As lawmakers get serious about addressing Section 702, they need to consider the global impact these surveillance programs have on the startups created, run, and staffed by their constituents.

In recent years, European officials and courts have been extremely critical of U.S. Internet surveillance and its impact on Europeans’ privacy, which is seen as a fundamental right across the Atlantic. In 2015, the European Union’s top court struck down a transatlantic agreement that let U.S. companies store and process European users’ data in the U.S. due to concerns with U.S. surveillance policies. While a new deal, dubbed Privacy Shield, was quickly put into place, it is currently facing similar legal challenges in European courts.

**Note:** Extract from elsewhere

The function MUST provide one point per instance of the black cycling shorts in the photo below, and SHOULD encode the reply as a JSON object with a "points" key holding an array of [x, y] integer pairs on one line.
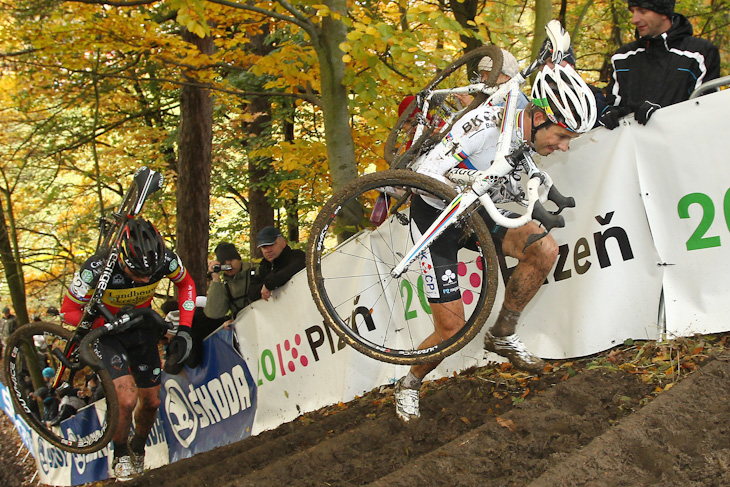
{"points": [[439, 262], [132, 352]]}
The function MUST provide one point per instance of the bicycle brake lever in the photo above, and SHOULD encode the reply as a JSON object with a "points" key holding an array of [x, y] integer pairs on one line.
{"points": [[561, 201]]}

Thousands of U.S. companies rely on these transatlantic deals to legally process and store the data of users based in Europe. A quick scan of the Commerce Department's running list of companies with Privacy Shield certifications shows that companies of all sizes rely on Privacy Shield to do business abroad.

As lawmakers debate reauthorizing and reforming Section 702, they have many national security, privacy, and legal questions to consider, but they shouldn’t forget that this is also a business issue to the many startups across the country that have users in Europe.

Agreements like Privacy Shield allow U.S. small business with few legal resources to reach users abroad, expanding their businesses and, in turn, spurring job growth back home. Failing to address the serious privacy concerns related to Section 702 could gravely hurt the U.S. startup ecosystem, and Congress needs to consider that when debating reauthorization this year.